Zha Yuebo, Huang Yulin, Sun Zhichao, Wang Yue, Yang Jianyu
School of Electronic Engineering, University of Electronic Science and Technology of China, 2006 Xiyuan Road, Gaoxin Western District, Chengdu 611731, China.
Sensors (Basel). 2015 Mar 23;15(3):6924-46. doi: 10.3390/s150306924.
Scanning radar is of notable importance for ground surveillance, terrain mapping and disaster rescue. However, the angular resolution of a scanning radar image is poor compared to the achievable range resolution. This paper presents a deconvolution algorithm for angular super-resolution in scanning radar based on Bayesian theory, which states that the angular super-resolution can be realized by solving the corresponding deconvolution problem with the maximum a posteriori (MAP) criterion. The algorithm considers that the noise is composed of two mutually independent parts, i.e., a Gaussian signal-independent component and a Poisson signal-dependent component. In addition, the Laplace distribution is used to represent the prior information about the targets under the assumption that the radar image of interest can be represented by the dominant scatters in the scene. Experimental results demonstrate that the proposed deconvolution algorithm has higher precision for angular super-resolution compared with the conventional algorithms, such as the Tikhonov regularization algorithm, the Wiener filter and the Richardson-Lucy algorithm.
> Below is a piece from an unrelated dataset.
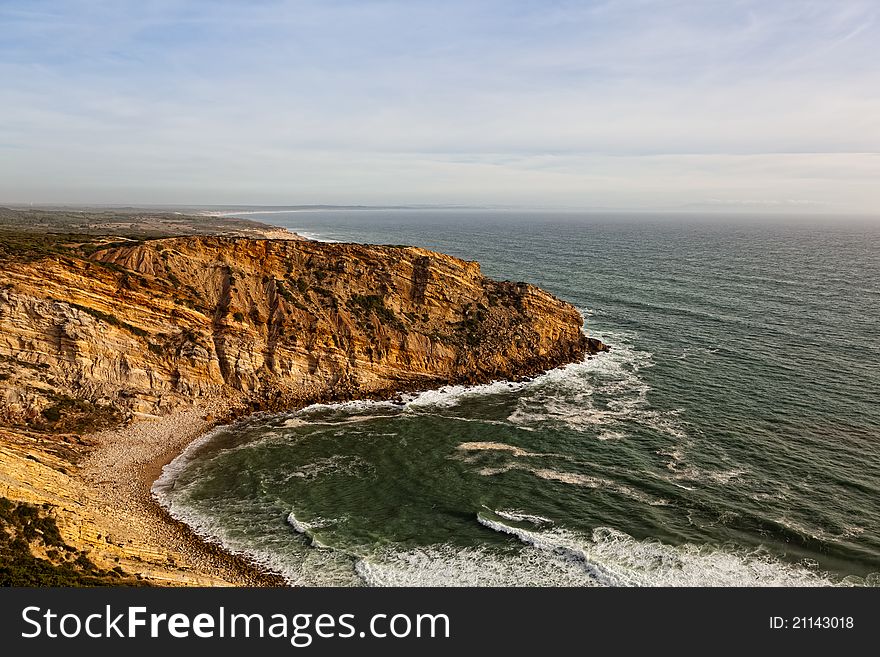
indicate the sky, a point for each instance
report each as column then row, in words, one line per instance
column 617, row 104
扫描雷达对于地面监视、地形测绘和灾难救援具有显著重要性。然而,与可实现的距离分辨率相比,扫描雷达图像的角分辨率较差。本文提出了一种基于贝叶斯理论的扫描雷达角超分辨率反卷积算法,该理论指出通过使用最大后验(MAP)准则解决相应的反卷积问题可实现角超分辨率。该算法认为噪声由两个相互独立的部分组成,即高斯信号无关分量和泊松信号相关分量。此外,在假设感兴趣的雷达图像可由场景中的主要散射体表示的情况下,使用拉普拉斯分布来表示关于目标的先验信息。实验结果表明,与传统算法(如蒂霍诺夫正则化算法、维纳滤波器和理查森 - Lucy算法)相比,所提出的反卷积算法在角超分辨率方面具有更高的精度。